Friday, January 22, 2021

The annual Desert Bush Walk grows in leaps and bounds

Jwaneng was the place to be this past Saturday as an estimated 3000 walkers from all over the world descended upon the diamond-mining town, eager to start the 4th installment of the Desert Bush Walk. This was a significant growth from the 2,100 walkers that participated in 2018. The walk took participants 15 and 30 kilometers into the unforgiving difficult sandy desert terrain. The chief walkers were Minister of Youth Sports and Culture Thapelo Olopeng, Minister of Basic Education Alfred Madigele, and Member of Parliament for Jwaneng-Mabutsane, Sean Nthaile.

Founder of Jwaneng Desert Bush Walk Archibald Ngakayagae told Arts and Society that this year they also enjoyed more international patronage than the previous years.

“The international support this year has been outstanding! It was clear by the many different country flags that were consistently hoisted along the way that our initiative has become so popular even beyond our borders,” Ngakayagae. The most visible flags were South Africa, Lesotho, Zimbabwe, Namibia, Germany and Australia.

The first 15-kilometer walkers arrived at the finish line in two hours while the fastest 30-kilometer walkers clocked an impressive five hours. Interestingly many of the walkers in the 15-kilometer category did not complain of much pain. “The 15 kilometers was very challenging because of sand but the weather was very bearable,” said Itumeleng Baareng from Stanbic Bank.
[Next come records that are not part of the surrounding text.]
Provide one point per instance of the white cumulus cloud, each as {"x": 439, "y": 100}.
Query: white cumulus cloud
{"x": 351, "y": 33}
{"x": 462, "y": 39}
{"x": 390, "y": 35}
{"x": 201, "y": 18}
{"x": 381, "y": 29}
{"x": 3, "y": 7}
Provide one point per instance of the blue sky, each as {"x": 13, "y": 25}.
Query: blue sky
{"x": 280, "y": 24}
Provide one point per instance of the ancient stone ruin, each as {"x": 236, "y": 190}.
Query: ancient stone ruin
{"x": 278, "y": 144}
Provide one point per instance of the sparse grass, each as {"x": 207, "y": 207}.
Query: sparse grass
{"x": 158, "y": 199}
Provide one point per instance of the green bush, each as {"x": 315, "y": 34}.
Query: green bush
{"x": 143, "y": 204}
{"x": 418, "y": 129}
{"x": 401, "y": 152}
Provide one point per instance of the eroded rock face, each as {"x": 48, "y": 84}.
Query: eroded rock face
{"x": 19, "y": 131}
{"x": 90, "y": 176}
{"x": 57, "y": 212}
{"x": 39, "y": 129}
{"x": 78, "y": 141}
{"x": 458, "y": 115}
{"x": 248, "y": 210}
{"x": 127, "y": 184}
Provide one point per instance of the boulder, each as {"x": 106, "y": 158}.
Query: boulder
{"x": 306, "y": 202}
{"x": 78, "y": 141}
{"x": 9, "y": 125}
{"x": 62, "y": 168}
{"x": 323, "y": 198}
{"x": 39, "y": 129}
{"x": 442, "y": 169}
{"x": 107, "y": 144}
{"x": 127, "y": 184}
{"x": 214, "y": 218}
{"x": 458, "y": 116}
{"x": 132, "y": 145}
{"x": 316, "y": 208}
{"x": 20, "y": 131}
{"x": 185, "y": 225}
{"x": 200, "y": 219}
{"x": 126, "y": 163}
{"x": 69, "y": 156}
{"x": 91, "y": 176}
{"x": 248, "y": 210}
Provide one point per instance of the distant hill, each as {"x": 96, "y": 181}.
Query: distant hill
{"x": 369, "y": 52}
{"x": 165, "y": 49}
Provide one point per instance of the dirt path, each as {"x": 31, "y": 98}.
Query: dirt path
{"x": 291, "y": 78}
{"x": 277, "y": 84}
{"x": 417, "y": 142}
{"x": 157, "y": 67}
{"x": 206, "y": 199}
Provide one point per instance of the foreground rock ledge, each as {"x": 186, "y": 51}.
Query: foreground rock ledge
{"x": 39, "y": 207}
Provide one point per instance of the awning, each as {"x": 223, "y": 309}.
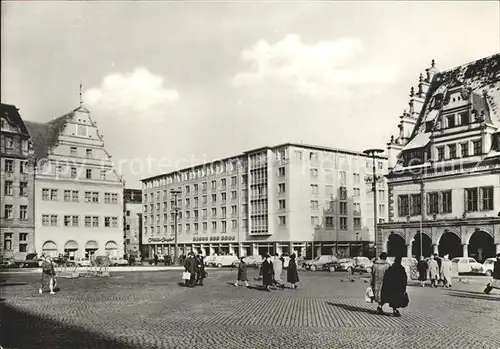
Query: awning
{"x": 419, "y": 141}
{"x": 71, "y": 245}
{"x": 49, "y": 246}
{"x": 91, "y": 245}
{"x": 111, "y": 245}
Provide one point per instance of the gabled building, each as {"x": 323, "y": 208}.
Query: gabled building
{"x": 79, "y": 194}
{"x": 16, "y": 185}
{"x": 444, "y": 167}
Meanwhile the 30-kiometer walkers had a very different story to tell.

“The walk was excruciating. 30 kilometers is not for the faint hearted. At some point I felt like giving up but just kept on pressing forward to the finish line. As much as I have a lot of muscle pain, blisters and fatigue to deal with, I am mighty proud of myself,” said Sunday Standard’s Boago Obuseng who was in the group that finished first.
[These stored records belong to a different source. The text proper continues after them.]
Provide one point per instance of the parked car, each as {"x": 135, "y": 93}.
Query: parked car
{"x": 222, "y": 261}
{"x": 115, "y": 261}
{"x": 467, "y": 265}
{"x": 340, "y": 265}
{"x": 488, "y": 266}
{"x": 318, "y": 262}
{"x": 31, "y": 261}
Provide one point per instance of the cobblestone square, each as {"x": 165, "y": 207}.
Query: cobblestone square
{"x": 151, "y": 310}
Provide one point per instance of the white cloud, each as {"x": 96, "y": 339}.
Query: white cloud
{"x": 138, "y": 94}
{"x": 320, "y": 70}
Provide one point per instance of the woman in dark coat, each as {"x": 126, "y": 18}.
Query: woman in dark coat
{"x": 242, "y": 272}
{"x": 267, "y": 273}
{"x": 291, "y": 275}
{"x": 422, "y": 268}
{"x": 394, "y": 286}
Ngakayagae said he had observed that 30-kilometer walkers suffered a great deal as a result of lack of training. “I would advice walkers to make an effort to train hard next time before they dare to walk 30 kilometers in the desert. Apart from having to deal with weather elements, the terrain itself should not be taken for granted. A lot of muscles were sprained and many people could not make the full distance simply because they were unfit as they possibly underestimated the terrain,” he cautioned.

Despite the fact that people registered for the walk in impressive numbers, Ngakayagae was skeptical of the fundraising compared to previous years.

“I doubt we will make as much money as we did last year because we got different kind of support this time around. A lot of our sponsorship came in kind rather than as money. We have to pay service providers with money from ticket sales which will reduce the amount we could have otherwise given to charity,” he said. Last year Ngakayagae’s team raised P235, 600.00 through The Desert Bush Walk, which was disbursed towards educational needs of communities around Jwaneng-Mabutsane. “Whatever money we raise this year will also assist the Ministry of Basic Education in urgent projects around Jwaneng-Mabutsane. We put emphasis on assisting in projects such as building libraries, design workshops, computer labs and so on.”